Gateway leaks database connections

systemparadox · November 21, 2012, 5:13pm

Our Ignition gateway is randomly but infrequently deciding it only wants to use 1 database connection, even when MaxActive is set to 8.

If it was 2 or more we might not notice so much, but the single connection is consumed as soon as a transaction is opened. If the code running the transaction also tries to do something outside the transaction or in a different transaction, it blocks until either a TransactionTimeout or a timeout waiting for the connection pool.

Whilst it is waiting for the timeout, the status for the database connection shows that 1/8 connections are used.

This problem may be fixed by going to the edit screen for that connection and pressing save (no settings need to be changed). It will now use all 8 connections, but there is no way of knowing when it will next decide to misbehave…

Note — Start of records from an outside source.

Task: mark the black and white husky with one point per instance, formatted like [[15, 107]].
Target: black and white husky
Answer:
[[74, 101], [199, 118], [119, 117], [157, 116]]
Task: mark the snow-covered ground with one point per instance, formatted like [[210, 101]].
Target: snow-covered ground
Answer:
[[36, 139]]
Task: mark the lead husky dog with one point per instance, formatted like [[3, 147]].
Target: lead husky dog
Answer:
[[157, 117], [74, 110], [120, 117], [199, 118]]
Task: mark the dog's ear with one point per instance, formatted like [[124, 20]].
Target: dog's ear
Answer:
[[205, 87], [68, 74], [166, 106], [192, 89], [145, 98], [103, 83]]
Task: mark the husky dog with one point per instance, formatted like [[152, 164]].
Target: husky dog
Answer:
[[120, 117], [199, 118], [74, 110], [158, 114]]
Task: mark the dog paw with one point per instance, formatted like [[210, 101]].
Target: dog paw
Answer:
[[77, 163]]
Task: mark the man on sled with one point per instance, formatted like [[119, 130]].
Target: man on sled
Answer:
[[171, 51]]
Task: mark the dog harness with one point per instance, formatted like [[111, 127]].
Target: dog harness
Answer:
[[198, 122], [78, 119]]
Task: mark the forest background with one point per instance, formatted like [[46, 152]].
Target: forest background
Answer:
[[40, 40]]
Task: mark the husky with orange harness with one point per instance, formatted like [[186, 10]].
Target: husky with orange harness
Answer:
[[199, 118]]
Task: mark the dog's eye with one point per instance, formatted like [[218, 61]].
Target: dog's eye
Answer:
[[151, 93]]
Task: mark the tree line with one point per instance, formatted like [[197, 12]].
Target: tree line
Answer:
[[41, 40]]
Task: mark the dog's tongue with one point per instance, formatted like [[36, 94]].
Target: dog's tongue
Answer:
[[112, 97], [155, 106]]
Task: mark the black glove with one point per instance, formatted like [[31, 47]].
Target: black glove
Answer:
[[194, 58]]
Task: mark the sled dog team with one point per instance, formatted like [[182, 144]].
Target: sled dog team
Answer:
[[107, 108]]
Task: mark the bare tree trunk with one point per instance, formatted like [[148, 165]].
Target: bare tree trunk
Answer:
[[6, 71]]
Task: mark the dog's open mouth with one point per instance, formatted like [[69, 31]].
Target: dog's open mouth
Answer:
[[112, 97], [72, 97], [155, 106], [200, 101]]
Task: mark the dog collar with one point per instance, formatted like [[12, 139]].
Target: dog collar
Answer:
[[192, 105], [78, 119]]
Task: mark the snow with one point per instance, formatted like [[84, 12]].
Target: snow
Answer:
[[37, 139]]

Notice that this is connection-specific. We have several database connections defined in Ignition, using different databases on the same MySQL server. We have had the problem on every single one at some point, but they do not affect each other. If one is broken, others may or may not be broken. Fixing one does not fix another.

I originally put this down to some sort of migration issue (we had imported all gateway settings and projects from 7.2 into a fresh 7.5.1 installation), but this has now happened a couple of times since (over a period of about 2 months).

Ignition 7.5.2 gateway running on Ubuntu 12.04, OpenJDK 1.6.0_24.

I’m hoping someone is going to say that this is a known problem that has been fixed in 7.5.3 or 7.5.4.

Thanks.

Travis.Cox · November 21, 2012, 6:18pm

You shouldn’t use the OpenJDK. You should really install Sun’s Java.

systemparadox · November 22, 2012, 8:53am

Could you provide some technical justification for that please, and how it relates to this bug?

systemparadox · November 22, 2012, 9:15am

I’ve just run a test on all the databases and they currently all have varying numbers of connections available. MaxConnections is set to 8 for all of them. It would seem that the pool is slowly losing them somewhere.

Kevin.Herron · November 22, 2012, 4:25pm

I don’t think this is an issue we currently know about/have fixed.

That said, we are shipping relatively old versions of both the MySQL JDBC Connector and of Apache commons-dbcp and commons-pool.

You can upgrade the MySQL connector to the latest version yourself. We will have to investigate upgrading the commons-dbcp and commons-pool libraries - it may be something that needs to wait until 7.6 to do safely.

Give upgrading your MySQL JDBC a shot and see if it helps though…

systemparadox · December 12, 2012, 3:15pm

Problem persists with Ignition 7.5.4 (b1206).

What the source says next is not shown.